First, compute the total utility of not inspecting suspect fruit.

good_fruit = np.array([0.8,0.2])
np.sum(np.multiply(good_fruit,margin_customer_utility))

6.800000000000001

Now compute the total utility if all suspect fruit is inspected.

good_bad3 = np.array([np.sum(ripe_margin[[0]]),ripe_margin[3]])
print(good_bad3/np.sum(good_bad3))
print(np.multiply(good_bad3/np.sum(good_bad3),margin_customer_utility))
print(np.sum(np.multiply(good_bad3/np.sum(good_bad3),margin_customer_utility))++np.sum(marginal_inspect_utility))
#sensor only

[0.72613065 0.27386935]
[12.34422111 -9.31155779]
-5.187336683417088

good_bad2 = np.array([np.sum(ripe_margin[[0,1]]),ripe_margin[3]])
print(good_bad2/np.sum(good_bad2))
print(np.multiply(good_bad2/np.sum(good_bad2),margin_customer_utility))
print(np.sum(np.multiply(good_bad2/np.sum(good_bad2),margin_customer_utility)) +np.sum(marginal_inspect_utility))
#utility for food inspection without bad as bad things (we will throw out)

[0.81174439 0.18825561]
[13.79965458 -6.40069085]
-0.821036269430051

Question: Given the reliability of the sensors and the quality of the incoming fruit, is it better to inspect the fruit?

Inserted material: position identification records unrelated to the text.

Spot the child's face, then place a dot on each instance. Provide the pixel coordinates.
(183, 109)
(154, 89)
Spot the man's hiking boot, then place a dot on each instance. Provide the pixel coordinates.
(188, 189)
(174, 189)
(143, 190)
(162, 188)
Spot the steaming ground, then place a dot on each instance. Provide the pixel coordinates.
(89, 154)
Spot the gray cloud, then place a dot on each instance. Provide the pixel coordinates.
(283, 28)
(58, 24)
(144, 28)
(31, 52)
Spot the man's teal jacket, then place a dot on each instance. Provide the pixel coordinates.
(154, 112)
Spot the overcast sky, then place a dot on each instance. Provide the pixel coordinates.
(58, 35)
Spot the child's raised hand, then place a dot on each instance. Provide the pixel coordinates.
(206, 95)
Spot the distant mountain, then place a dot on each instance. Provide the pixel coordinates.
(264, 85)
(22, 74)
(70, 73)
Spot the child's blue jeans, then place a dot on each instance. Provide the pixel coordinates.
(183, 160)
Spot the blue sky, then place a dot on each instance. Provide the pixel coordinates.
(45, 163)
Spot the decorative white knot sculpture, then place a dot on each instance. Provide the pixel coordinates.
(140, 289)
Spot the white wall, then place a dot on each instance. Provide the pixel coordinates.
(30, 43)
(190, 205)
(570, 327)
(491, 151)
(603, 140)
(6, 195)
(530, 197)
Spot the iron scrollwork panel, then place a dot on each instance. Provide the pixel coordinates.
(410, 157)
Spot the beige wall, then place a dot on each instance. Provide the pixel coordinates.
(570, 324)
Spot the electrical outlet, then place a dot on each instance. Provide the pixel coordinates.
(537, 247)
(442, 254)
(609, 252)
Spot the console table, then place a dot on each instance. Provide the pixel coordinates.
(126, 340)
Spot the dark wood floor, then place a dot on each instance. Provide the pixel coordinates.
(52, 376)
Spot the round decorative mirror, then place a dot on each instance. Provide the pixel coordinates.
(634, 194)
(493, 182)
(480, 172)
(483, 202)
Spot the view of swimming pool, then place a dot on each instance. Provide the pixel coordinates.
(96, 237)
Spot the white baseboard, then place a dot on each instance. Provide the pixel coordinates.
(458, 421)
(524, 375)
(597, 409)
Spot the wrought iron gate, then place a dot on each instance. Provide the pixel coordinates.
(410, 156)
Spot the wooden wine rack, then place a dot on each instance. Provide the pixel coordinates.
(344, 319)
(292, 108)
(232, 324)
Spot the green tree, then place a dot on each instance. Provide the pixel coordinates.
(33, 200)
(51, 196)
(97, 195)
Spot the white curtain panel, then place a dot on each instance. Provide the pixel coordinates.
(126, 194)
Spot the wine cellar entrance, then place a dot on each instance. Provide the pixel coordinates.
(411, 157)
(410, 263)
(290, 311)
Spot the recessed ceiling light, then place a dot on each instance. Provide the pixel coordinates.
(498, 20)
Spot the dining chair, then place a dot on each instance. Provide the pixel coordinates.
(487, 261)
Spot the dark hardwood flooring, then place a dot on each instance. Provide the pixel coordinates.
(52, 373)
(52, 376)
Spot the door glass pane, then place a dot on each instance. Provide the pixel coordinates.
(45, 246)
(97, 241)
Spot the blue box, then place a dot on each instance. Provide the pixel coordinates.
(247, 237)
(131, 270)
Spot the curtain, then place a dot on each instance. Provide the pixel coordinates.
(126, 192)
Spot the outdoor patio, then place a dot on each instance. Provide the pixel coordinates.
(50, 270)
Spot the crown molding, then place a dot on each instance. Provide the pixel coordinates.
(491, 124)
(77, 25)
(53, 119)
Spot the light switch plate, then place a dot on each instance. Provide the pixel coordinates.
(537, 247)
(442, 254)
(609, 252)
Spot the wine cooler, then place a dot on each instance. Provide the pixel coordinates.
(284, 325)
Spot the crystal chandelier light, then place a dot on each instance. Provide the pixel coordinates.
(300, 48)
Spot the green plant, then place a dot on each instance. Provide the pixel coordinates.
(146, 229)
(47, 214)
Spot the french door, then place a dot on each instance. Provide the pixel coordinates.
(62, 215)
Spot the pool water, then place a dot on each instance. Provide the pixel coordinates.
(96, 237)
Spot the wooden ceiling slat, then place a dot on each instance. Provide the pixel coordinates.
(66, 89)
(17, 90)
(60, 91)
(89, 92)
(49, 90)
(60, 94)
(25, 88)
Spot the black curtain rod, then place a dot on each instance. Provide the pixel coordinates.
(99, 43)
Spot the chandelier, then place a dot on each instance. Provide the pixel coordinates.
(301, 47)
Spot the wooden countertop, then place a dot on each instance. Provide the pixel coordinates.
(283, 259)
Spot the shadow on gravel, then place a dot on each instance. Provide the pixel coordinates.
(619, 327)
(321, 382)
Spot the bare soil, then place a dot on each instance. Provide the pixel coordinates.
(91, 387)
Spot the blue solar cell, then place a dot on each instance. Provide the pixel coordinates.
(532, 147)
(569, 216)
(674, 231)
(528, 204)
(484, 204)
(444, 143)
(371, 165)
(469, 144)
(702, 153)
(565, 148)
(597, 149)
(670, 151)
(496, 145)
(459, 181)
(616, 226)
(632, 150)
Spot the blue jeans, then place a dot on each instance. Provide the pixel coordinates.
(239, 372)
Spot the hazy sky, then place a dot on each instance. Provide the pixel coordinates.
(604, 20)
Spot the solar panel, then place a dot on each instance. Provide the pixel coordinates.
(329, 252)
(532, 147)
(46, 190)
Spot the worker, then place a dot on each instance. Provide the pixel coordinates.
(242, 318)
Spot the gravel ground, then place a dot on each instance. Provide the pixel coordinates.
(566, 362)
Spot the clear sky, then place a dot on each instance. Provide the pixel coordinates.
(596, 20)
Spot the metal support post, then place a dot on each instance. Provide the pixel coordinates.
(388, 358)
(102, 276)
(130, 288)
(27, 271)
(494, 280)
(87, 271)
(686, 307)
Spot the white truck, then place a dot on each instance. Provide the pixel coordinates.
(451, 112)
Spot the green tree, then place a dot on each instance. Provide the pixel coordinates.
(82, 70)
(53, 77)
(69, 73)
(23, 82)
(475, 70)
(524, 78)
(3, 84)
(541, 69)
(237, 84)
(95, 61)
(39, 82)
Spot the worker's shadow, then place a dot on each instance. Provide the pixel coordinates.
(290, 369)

ANS: No, the utility is lower than 0 (doing nothing) when we do inspect the fruit.

As already indicated, the current process is to have humans inspect all shipments at a utility of -10. Keeping in mind that even customers who receive perfect fruit are not always satisfied, compute the utility of the current process.

margin_customer_utility[0]-10 #human only

7.0

sensor and human both

np.sum(np.multiply(good_bad2/np.sum(good_bad2),margin_customer_utility)) +np.sum(marginal_inspect_utility)
#total utility

-0.821036269430051

Conclusion Question:

Is the maximum total utility of the process with the robotic inspection better than the human only process?

No, it is better to do the human only process if we do inspection without bad as bad fruit.

To recapitualte, our robotic system for inspecting whether the fruits are good has to be changed, or just removed!